中田忍の思考を極端と思う人が大半だと思うのですが、1巻、特に冒頭のエピソード、生活保護の不正受給者に対して部下の堀内茜が見せる対応と、それに退治する忍の姿勢は「あ、これ、ウチの考えに近い」と思ってしまいました。
いやぁ、生活保護現場にいる人がラノベに登場するなんて、すごいなぁ。ウチがこの話書いたらすぐ炎上だな……とか思いながら読んでました。
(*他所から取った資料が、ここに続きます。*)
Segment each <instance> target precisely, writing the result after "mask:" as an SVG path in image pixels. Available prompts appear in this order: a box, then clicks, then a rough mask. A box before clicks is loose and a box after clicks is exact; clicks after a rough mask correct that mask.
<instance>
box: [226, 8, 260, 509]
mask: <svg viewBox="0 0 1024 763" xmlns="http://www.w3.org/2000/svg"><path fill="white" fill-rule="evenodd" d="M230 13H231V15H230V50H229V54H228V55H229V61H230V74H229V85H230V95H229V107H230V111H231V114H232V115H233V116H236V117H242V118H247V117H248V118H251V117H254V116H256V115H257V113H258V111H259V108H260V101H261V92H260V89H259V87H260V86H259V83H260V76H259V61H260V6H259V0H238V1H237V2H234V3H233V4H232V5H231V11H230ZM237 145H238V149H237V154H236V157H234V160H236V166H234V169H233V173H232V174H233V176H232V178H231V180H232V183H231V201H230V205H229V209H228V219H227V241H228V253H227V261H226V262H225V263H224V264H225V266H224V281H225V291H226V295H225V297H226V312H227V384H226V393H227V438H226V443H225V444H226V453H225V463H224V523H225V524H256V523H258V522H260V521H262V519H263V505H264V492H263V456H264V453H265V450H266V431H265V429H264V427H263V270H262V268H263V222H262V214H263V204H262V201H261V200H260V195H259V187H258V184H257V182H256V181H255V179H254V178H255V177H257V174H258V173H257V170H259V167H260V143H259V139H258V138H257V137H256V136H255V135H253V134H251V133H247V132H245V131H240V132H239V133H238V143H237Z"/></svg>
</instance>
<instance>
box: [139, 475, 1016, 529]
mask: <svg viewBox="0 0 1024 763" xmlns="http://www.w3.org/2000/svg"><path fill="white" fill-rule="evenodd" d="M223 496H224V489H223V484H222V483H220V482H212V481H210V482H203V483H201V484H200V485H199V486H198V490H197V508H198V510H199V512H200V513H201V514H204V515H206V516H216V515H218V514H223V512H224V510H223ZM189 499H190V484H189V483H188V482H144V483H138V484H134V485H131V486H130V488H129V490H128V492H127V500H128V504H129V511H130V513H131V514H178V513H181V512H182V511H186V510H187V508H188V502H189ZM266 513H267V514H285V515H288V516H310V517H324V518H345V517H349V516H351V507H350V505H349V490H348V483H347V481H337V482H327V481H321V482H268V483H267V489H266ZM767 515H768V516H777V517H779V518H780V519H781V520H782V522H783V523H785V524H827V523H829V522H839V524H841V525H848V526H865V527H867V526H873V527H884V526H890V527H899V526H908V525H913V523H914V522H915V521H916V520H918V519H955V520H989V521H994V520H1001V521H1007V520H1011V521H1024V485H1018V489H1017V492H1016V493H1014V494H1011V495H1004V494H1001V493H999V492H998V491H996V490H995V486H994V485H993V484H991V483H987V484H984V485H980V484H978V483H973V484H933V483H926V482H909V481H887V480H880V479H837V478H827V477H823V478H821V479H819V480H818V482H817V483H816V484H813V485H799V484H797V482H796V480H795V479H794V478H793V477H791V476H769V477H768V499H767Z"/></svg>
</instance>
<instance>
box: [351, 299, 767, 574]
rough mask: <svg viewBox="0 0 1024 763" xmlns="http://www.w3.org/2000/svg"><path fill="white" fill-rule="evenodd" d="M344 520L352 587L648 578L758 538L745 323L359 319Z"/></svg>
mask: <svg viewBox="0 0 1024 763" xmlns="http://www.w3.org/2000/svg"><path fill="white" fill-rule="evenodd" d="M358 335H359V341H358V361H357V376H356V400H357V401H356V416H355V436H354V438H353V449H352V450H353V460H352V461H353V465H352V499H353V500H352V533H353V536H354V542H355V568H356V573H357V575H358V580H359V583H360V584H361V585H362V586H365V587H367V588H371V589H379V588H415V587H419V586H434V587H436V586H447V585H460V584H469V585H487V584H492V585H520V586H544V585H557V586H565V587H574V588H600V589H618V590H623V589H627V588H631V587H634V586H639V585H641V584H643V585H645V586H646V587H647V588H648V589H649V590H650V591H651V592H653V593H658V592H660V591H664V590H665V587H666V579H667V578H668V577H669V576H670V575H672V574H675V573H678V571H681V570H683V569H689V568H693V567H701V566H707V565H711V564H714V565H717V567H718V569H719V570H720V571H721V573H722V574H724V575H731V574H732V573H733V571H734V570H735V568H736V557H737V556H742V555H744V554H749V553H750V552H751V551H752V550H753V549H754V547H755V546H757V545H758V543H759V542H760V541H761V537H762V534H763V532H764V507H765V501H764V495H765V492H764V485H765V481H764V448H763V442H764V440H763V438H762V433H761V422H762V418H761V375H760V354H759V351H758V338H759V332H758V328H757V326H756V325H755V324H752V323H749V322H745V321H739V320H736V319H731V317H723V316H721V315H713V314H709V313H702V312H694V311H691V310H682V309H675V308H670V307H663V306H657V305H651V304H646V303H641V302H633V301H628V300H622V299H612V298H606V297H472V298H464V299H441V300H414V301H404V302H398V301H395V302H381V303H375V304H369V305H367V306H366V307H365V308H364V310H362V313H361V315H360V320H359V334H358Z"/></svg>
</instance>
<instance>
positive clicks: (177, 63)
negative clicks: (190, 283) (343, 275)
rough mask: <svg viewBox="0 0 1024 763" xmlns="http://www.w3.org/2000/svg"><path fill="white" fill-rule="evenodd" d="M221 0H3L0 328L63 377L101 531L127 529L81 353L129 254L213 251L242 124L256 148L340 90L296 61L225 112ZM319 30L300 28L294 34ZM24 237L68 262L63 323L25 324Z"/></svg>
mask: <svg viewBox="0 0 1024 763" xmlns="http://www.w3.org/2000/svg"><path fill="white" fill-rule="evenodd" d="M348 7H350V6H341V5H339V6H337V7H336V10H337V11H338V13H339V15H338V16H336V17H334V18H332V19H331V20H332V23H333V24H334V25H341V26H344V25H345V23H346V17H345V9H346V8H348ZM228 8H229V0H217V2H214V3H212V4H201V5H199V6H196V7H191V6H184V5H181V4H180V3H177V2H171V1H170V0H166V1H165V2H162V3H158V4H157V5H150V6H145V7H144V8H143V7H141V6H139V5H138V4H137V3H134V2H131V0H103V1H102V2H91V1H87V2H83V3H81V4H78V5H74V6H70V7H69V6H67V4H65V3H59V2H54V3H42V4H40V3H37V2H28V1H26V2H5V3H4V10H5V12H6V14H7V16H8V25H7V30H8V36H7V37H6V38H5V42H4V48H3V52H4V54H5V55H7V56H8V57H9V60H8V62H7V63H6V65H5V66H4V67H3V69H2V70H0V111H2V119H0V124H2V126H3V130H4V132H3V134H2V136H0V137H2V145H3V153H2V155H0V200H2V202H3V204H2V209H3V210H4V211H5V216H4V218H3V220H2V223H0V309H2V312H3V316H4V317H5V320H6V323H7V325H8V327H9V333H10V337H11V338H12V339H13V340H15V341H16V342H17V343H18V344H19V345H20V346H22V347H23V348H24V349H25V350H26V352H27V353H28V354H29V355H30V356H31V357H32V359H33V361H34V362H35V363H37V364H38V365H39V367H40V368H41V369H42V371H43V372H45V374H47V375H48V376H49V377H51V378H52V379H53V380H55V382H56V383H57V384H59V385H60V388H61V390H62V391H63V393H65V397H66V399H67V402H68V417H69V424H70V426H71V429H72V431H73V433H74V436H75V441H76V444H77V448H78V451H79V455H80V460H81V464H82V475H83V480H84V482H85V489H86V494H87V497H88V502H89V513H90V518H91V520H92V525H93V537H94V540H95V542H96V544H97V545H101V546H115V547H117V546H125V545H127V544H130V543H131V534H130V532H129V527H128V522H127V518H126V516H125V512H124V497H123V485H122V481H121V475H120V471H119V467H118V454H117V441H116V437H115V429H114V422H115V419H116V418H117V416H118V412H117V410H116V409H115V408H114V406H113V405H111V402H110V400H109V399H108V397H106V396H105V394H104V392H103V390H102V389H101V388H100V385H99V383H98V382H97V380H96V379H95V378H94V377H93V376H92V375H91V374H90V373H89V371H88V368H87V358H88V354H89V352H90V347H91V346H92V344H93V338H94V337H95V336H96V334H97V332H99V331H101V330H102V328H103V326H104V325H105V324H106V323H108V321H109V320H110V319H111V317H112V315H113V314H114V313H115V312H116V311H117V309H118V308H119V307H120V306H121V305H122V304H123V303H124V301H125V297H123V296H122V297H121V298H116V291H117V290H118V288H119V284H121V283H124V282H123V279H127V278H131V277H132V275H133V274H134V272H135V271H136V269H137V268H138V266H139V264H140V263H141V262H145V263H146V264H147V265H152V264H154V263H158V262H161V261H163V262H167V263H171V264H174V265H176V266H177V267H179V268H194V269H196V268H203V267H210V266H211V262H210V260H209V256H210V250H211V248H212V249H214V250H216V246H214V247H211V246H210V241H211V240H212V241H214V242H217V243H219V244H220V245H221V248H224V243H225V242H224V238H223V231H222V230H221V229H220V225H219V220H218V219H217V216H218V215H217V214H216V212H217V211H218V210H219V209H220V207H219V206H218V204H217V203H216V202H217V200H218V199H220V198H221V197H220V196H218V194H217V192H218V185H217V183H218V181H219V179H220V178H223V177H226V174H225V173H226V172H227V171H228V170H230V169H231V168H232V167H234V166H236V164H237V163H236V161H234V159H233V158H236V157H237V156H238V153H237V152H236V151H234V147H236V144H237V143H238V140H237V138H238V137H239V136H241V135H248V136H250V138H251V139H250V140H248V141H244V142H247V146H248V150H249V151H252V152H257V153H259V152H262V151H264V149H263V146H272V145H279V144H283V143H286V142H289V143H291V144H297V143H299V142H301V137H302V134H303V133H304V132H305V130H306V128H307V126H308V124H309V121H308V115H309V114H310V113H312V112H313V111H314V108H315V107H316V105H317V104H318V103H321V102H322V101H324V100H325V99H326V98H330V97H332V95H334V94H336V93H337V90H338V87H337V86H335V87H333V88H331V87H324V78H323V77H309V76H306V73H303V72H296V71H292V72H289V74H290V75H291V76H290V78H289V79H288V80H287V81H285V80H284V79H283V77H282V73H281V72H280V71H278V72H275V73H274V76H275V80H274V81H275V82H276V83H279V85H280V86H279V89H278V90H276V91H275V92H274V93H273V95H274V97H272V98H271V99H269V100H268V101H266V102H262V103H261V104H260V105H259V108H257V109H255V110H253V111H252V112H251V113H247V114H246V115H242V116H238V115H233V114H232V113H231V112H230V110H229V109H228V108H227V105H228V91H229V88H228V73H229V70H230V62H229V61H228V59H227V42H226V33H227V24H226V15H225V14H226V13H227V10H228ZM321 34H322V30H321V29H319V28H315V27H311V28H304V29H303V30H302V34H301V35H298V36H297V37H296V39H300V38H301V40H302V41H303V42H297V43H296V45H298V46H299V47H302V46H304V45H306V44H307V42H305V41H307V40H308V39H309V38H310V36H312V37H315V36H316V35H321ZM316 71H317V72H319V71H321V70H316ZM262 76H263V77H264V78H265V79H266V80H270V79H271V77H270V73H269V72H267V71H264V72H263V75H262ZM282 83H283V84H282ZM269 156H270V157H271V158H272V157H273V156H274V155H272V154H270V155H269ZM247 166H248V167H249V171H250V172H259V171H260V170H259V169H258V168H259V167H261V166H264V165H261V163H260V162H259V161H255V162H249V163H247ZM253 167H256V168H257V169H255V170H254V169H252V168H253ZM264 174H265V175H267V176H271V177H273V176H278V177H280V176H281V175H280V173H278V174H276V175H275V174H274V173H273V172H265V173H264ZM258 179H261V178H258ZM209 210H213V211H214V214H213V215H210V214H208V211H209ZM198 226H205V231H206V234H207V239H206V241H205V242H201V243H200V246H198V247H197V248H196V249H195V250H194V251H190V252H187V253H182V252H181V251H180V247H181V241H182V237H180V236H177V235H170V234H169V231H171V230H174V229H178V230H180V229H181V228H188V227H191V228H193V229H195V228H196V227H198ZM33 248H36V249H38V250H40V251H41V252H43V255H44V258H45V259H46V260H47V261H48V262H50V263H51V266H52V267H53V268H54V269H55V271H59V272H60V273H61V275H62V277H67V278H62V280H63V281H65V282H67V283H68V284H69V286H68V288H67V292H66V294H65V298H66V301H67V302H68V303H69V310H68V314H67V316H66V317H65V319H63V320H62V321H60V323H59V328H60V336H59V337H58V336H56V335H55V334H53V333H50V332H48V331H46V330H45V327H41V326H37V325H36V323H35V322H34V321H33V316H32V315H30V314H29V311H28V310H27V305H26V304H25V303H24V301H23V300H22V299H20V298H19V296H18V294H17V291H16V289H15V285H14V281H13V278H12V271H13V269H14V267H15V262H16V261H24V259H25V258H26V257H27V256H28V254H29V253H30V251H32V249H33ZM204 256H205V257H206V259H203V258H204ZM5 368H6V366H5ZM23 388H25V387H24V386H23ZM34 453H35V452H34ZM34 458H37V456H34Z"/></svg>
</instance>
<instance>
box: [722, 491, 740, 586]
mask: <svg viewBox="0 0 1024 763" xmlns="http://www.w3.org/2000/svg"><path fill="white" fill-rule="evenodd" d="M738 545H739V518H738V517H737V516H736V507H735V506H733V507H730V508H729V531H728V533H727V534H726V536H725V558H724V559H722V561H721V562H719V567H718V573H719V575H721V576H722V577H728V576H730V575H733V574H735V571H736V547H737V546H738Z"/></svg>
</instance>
ということで、世間のイメージに恐らくある「公務員」の異質とエルフ(らしき生命体)との交流からくる純粋に面白いライトノベル作品。ケースワーカーにもそうでない人にもおすすめです。
さて、ここまでだったらX(旧Twitter……めんどいな、これ)やブクログに感想を書いておしまいと思っていたのですが、この作品には著者が「同人誌」という作品が別にあります。
それが『非正規公務員、丸山千尋の悪徳』という作品。
著者曰く「商業作品『公務員、中田忍の悪徳』から削ぎ落とされた、不要なリアリティの残りカス」という作品ですが、私にはこれがズドーーンとハマりました。
いや、立川浦々さん、あなた元ケースワーカーでしょ? (勝手な推測)
私は「ナンバー」とは呼ばないですが、「ケース」は普通に現場で使います。中田忍の思考の大半はトレースできるし、丸山千尋は先輩ですが、私はそんな後輩と一緒に仕事をしていた日々を思い出します。
本編を読んでいたときに、中田忍やその部下たちがやけにリアルだなとは思っていたのですが、この同人誌では、さらに鮮明に描かれています。
本編の少し前の中田忍と、本編ではさらっと流されている丸山千尋、そしてそれぞれの「悪徳」。
これねぇ、確かに本編の物語としては「不要なリアリティの残りカス」かもしれないけれど、生活保護現場で仕事をしているケースワーカーに、本気で読んで欲しい作品の一つだなぁ。
ケースワーカーそれぞれ「悪徳」を抱えて仕事をしていること、多分、その質感を実際に感じられる読者はケースワーカーだと思うので。
……やられたなぁ。自身ががっつりとケースワーカーで仕事をしていたとき、何度かケースワーカーや生活保護現場を舞台にした小説を書こうとして途中で断念していた過去を思い出しました。30代半ばまではやっぱり作家志望だったんです、私。
ケースワーカーが登場する作品はいくつかあるんですが、表層的なものでなく「悪徳」を突かれるのはなかなかに厳しく、色々と考えさせられました。そして、その一方でこの作品のおかげで『公務員、中田忍の悪徳』がさらに面白く読めるようになりました。
くそー、おもろいなぁ、これ。
ケースワーカー経験者に『非正規公務員、丸山千尋の悪徳』をおすすめしたいのですが、本編『公務員、中田忍の悪徳』を読んでこその丸山千尋という気持ちもあるので、両方読んでください。はい。